AdvertisementRhabdomyosarcoma (RMS) is a fast-growing, highly-malignant tumor and is the most common soft tissue sarcoma in children and adolescents. Two major subtypes of pediatric RMS exist, embryonal RMS (eRMS) and alveolar RMS (aRMS). A number of mouse models have been made for both subtypes that speak to the molecular mechanisms of RMS formation and the involvement of various oncogenes in this process. Several models of eRMS implicate tumor protein 53 (p53) inactivation as a primary event in tumor development - p53 is a tumor suppressor protein whose activity or expression is reduced in many pediatric cancers.

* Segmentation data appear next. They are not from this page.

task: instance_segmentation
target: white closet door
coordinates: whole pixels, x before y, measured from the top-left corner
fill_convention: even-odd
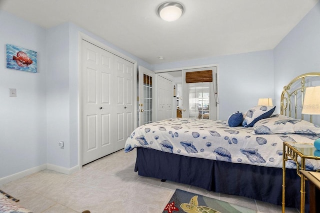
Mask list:
[[[123,149],[134,128],[134,64],[119,57],[115,57],[116,128],[116,151]]]
[[[172,103],[174,87],[172,81],[158,76],[158,121],[172,117]]]
[[[82,165],[124,147],[133,131],[134,64],[82,40]]]

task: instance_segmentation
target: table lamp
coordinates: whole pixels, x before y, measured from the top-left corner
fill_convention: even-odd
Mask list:
[[[304,105],[301,113],[308,115],[320,115],[320,86],[306,88]],[[314,155],[316,155],[316,155],[318,155],[320,152],[320,138],[315,140],[314,145],[317,150],[314,152]]]
[[[258,101],[258,106],[273,106],[272,105],[272,99],[268,98],[259,98]]]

Investigators at Nationwide Children's recently described eRMS formation in two different mouse models of muscular dystrophy. All of the eRMS tumors seen in the Duchenne muscular dystrophy mouse model (the mdx mouse) had cancer-associated mutations or deletions in p53. Based on this finding, investigators chose to directly engineer p53-deficiency into the mdx mouse.

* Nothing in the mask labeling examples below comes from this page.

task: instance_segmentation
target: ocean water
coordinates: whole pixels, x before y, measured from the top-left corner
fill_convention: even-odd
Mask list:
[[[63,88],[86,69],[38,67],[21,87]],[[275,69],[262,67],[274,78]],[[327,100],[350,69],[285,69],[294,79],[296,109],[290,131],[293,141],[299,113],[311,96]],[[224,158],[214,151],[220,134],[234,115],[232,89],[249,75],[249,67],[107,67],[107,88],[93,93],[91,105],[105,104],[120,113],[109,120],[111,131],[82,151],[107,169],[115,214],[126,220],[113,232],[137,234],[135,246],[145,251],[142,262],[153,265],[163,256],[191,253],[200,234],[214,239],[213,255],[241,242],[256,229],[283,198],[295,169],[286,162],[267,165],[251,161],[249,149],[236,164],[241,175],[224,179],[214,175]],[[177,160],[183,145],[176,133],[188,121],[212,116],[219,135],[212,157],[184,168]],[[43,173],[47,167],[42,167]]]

In their study appearing in the January 2012 issue of the Journal of Pathology, Paul T. Martin, PhD, and colleagues at Nationwide Children's found that p53-deficient mdx mice have very high incidence and early onset of muscle-derived eRMS. Almost all of the mice had developed eRMS by 5 months of age. They also observed robust eRMS formation when they induced muscle regeneration in the mice.
"These data strongly suggest a role for muscle inflammation, satellite cell division or myoblast differentiation in the development of eRMS," said Paul T. Martin, PhD, principal investigator in the Center for Gene Therapy at The Research Institute at Nationwide Children's Hospital and lead study author. "These processes are of primary importance to the regeneration of skeletal muscle. It seems that the processes involved in muscle regeneration give rise to a permissive environment for eRMS."

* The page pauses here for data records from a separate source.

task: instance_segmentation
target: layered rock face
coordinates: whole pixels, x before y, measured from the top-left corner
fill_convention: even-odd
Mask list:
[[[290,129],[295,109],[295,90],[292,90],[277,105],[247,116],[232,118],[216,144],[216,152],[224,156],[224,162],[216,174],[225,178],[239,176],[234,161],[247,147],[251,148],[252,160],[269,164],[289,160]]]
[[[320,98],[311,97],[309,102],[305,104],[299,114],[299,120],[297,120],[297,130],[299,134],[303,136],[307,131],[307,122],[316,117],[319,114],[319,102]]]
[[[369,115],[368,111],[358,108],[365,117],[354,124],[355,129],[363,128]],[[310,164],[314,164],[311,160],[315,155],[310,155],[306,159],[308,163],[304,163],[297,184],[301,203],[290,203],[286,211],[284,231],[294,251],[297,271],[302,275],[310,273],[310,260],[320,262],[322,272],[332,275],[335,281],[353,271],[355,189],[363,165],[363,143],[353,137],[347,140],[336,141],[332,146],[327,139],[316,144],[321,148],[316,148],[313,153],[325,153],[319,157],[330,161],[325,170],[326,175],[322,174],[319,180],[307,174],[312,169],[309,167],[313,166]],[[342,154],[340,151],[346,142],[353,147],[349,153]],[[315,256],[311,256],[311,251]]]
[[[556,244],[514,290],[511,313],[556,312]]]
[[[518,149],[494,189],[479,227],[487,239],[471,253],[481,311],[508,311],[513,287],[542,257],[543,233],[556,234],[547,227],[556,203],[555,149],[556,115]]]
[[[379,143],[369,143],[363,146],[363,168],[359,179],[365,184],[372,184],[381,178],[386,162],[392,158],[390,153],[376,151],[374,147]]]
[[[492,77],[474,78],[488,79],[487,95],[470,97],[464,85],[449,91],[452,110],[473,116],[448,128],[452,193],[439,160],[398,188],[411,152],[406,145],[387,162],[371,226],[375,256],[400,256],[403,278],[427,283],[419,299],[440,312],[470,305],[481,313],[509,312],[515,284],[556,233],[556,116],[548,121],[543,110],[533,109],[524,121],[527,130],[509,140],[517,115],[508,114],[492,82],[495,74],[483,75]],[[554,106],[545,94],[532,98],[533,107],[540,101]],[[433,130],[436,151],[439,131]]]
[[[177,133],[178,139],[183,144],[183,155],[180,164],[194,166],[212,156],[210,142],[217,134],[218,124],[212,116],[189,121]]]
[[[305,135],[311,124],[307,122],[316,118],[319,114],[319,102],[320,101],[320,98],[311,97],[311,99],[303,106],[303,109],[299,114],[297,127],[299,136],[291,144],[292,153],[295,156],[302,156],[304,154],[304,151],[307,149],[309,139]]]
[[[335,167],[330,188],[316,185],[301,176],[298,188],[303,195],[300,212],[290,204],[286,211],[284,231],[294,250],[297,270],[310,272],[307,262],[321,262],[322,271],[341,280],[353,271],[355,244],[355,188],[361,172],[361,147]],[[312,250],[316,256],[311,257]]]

As some of the mechanisms that give rise to muscle regeneration during disease are also present during the normal postnatal growth of muscle, understanding these connections may help identify pathways that give rise to eRMS in children, which often occur in the period when their muscles are rapidly growing.
"The models described in our paper should help facilitate the search for factors that cooperate with p53 to drive RMS formation in skeletal muscle, help identify cells of origin for eRMS development and be useful in testing new RMS therapies," said Dr. Martin, also a faculty member at The Ohio State University College of Medicine.